そして待つ事暫し。取り次ぎの女官を経て、ソフィアの目下の主が魔導鏡の向こうに顔を見せた。
「お久しぶりです、姫様。休みが長引いておりまして、申し訳ありません」
まずソフィアが頭を下げると、シェリルは笑いながら手を振った。
「そんな事は気にしないで? カレンからも『ソフィアは真面目で、これまでにも規定外の休みを取得した事は皆無でしたから、きちんとお家の事情が片付くまで、休暇を取得して構わないと伝えて下さい』と言われているし」
「恐縮です。女官長に宜しくお伝え下さい」
感謝の気持ちで一杯になったソフィアが再び頭を下げると、シェリルが安心させるように言ってくる。

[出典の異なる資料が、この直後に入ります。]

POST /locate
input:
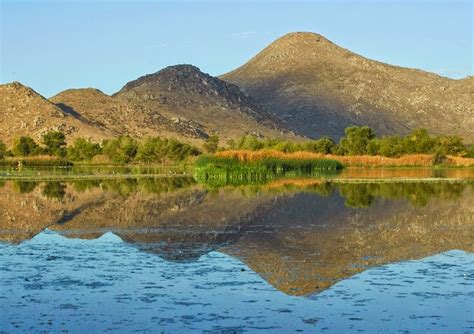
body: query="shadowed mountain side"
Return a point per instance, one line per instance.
(23, 112)
(220, 107)
(319, 88)
(124, 118)
(316, 242)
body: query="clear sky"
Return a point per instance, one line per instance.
(54, 45)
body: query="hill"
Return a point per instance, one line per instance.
(319, 88)
(121, 117)
(186, 92)
(24, 112)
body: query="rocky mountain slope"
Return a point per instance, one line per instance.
(319, 88)
(300, 242)
(184, 91)
(121, 117)
(24, 112)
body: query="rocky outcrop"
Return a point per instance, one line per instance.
(319, 88)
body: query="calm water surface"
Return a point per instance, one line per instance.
(299, 255)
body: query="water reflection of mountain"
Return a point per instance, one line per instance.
(301, 239)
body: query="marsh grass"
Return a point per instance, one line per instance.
(219, 170)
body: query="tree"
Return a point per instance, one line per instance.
(83, 150)
(231, 144)
(391, 146)
(373, 147)
(418, 141)
(323, 145)
(55, 142)
(121, 150)
(470, 152)
(451, 145)
(3, 150)
(25, 146)
(211, 144)
(356, 140)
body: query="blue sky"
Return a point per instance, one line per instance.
(55, 45)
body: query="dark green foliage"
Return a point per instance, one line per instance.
(25, 146)
(418, 141)
(164, 150)
(323, 145)
(451, 145)
(83, 150)
(211, 144)
(24, 187)
(54, 190)
(3, 150)
(55, 143)
(32, 162)
(121, 150)
(218, 171)
(391, 146)
(356, 140)
(470, 152)
(439, 157)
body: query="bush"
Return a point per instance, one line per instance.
(25, 146)
(356, 140)
(121, 150)
(83, 150)
(3, 150)
(164, 150)
(211, 144)
(55, 143)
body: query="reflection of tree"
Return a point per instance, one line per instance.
(84, 185)
(357, 195)
(129, 186)
(24, 187)
(418, 194)
(54, 190)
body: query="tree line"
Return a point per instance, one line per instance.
(125, 149)
(362, 141)
(121, 150)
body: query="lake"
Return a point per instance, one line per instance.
(384, 251)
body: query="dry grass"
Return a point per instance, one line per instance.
(295, 182)
(418, 160)
(35, 157)
(460, 161)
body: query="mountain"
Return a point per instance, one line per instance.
(120, 117)
(301, 242)
(186, 92)
(319, 88)
(24, 112)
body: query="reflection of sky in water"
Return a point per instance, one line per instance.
(51, 283)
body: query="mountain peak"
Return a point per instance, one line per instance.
(320, 88)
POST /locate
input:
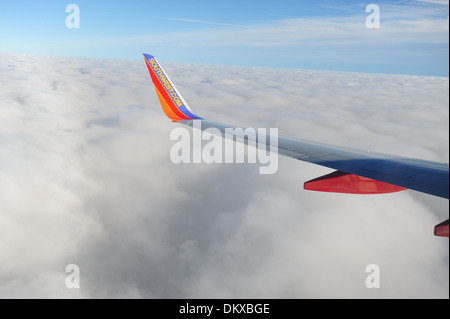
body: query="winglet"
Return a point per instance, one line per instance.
(173, 104)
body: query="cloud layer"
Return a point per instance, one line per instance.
(86, 179)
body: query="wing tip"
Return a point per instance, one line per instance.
(173, 104)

「分かったわ。それに私も『身辺に置くのは気心がしれた者だけにして、姫様が王宮の暮らしに一日も早く馴染んでいただける様に配慮していましたが、この機会に不特定多数の者にお世話をして貰う事に慣れて頂きましょう』と言われているの。だから侍女は日替わりだけど、リリスがしっかり申し送りはしてくれるし、来てくれる人は何回か面識がある人ばかりだし、大丈夫よ?」
「それは良かったです。……少々寂しいですが」
つい本音を漏らしたソフィアだったが、そこでシェリルがにっこり微笑みながら、さり気ない口調で告げた。
「勿論、誰よりもソフィアが一番頼りになるし、側にいて貰えると安心できるんだけど」
「光栄です、姫様」
穏やかに微笑みながら、傍目には冷静にお礼の言葉を述べたソフィアだったが、内心ではシェリルの台詞に悶えた。
(くうっ……、さすがアルテス様の姪に当たられる姫様だけの事はあるわ。無意識にこちらの優越感を、くすぐってくれるなんて!)
そんな事を考えて、密かに身悶えしていると、シェリルが不思議そうに尋ねてくる。
「ところで、今日はどうして連絡してきたの? これから王宮に戻るという報告では無いみたいだし……」
その問い掛けで、ソフィアは瞬時に我に返った。
(いけない。危うく本題を忘れる所だったわ)
そして気を引き締めたソフィアは、本題を口にした。